Will it work when using f:ajax?

Bauke Scholtz said...

@Richard: just in master template. Assuming that you've XML namespace declarations in <html> tag, then you can put the <f:view> as immediate child, around the <h:head> and <h:body>.

@DWuysan: yes, <f:ajax will keep working, but you can't use a view scoped bean, it would be recreated on every request. You'd need to fiddle with request parameters to maintain state.

gabriel! said...

BalusC you're the man! Thanks so much for this update! Very appreciated. I have two questions for you, firstly, what do you mean we shouldn't use SessionScoped? I thought that was stored in the http session map? How does this affect those beans? Unless you only meant that it would defeat the purpose of stateless jsf.
2nd questions, does this in any way require a change in the way we think about Ajax or partial state validation? Must we take new things into account?
Thanks man!

Thang Pham said...

Hi BalusC. Can you explain a bit on how ajax request would work with stateless mode. So take a case of two selectOneMenu, where the selection of one change the values of the other. In stateful JSF, we have scoped, then upon selection of one selectOneMenu, we update the list of the second selectOneMenu in the backend, then re-render the second list. How do we do that now with JSF stateless, BalusC? pure jQuery?

Liyu Wang said...

It seems that feature broken with AJAX Post redirect, or with RichFaces4.2, If I call with stateless enabled. it called the function, but the rendered result is empty, for example:

Bauke Scholtz said...

@Liyu: it will obviously break where state is required, such as in ajax postbacks which involve conditional renders.

httPants said...

Does the jsf stateless view feature make the omni faces enableRestorableView tag obsolete?

Pal Konyves said...

Hey,
I (using mojarra 2.1.2) realized the view tree is recreated every time even if I have a session.
Am I right that performance issue does not only come from the fact the view state is stored for forms, but also from the time cost of rebuilding the view tree on every request?

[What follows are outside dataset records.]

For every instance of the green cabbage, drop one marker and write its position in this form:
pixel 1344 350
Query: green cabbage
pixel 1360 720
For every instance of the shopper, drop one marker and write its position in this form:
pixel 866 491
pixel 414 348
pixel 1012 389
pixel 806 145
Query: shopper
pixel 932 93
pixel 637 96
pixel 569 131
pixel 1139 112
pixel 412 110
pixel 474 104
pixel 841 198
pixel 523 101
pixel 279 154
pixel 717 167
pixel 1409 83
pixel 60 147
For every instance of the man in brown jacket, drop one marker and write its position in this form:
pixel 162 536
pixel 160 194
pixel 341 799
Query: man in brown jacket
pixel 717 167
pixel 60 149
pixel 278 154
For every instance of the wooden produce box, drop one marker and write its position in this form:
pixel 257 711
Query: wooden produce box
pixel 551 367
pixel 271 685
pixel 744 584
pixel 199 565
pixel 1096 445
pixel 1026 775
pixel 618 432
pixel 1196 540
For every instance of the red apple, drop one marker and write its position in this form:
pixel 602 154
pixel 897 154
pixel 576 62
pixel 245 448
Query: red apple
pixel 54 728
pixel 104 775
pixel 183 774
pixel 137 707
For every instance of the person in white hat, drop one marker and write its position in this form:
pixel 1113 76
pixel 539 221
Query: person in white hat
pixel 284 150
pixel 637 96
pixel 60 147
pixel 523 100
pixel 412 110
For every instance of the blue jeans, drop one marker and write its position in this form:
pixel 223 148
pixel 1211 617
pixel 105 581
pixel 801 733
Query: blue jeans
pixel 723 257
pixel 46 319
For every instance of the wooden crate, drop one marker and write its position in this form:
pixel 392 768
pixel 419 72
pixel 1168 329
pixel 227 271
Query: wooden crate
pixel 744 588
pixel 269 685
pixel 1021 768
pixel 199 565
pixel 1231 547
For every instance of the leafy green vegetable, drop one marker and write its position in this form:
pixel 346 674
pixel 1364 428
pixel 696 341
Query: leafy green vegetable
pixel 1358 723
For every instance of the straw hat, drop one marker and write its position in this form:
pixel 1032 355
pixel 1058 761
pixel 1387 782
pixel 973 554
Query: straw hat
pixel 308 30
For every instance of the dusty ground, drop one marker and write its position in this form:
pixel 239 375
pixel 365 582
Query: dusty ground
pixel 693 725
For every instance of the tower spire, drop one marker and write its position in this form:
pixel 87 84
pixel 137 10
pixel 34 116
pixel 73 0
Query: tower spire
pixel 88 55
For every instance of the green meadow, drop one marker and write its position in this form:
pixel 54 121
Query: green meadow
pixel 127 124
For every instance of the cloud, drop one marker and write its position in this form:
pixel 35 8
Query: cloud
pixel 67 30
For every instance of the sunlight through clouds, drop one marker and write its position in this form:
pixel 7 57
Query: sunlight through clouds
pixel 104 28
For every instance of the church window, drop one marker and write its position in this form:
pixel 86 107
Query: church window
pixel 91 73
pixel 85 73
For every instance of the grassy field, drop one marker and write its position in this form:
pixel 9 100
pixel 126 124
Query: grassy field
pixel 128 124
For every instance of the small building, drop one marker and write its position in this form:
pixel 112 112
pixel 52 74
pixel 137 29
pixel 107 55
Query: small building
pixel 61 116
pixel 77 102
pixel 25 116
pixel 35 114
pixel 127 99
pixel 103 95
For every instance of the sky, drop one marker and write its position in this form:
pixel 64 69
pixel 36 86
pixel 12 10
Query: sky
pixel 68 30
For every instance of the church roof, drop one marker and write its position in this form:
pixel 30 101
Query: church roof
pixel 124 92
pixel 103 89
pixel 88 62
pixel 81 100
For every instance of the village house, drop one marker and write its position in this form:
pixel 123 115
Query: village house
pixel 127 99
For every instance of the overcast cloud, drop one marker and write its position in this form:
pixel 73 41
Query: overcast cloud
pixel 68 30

I don't understand that if view state is stored for every session, why does the view tree need to be rebuilt on every request, why cannot it be pooled and get it's state reset before use?

It seems to me that the only benefit of it is the ability to programmatically add components to the view tree on request.

Thanks in advance,
Pal

Gita Danesh said...

I did as you mentioned,using transient attribute in view tag, but still in source code, I see
<input type="hidden" name="javax.faces.ViewState" .....

Bauke Scholtz said...

@Gita: check the input value, not the name.

Gita Danesh said...

Sorry I had not looked at the whole input tag.
input type="hidden" name="javax.faces.ViewState" id="j_id1:javax.faces.ViewState:0" value="stateless" autocomplete="off" /
As you see the value is "stateless"

Gita Danesh said...

Thank you. You are wonderful. I am new in JSF and I am going to use it with primefaces in a new project. To be honest with you, I am little bit worried about that since no one in our company use JSF and I suggested to develope this project with JSF & Primefaces. Do you think I am in right path? I try my best to read all your articles. Thank you again.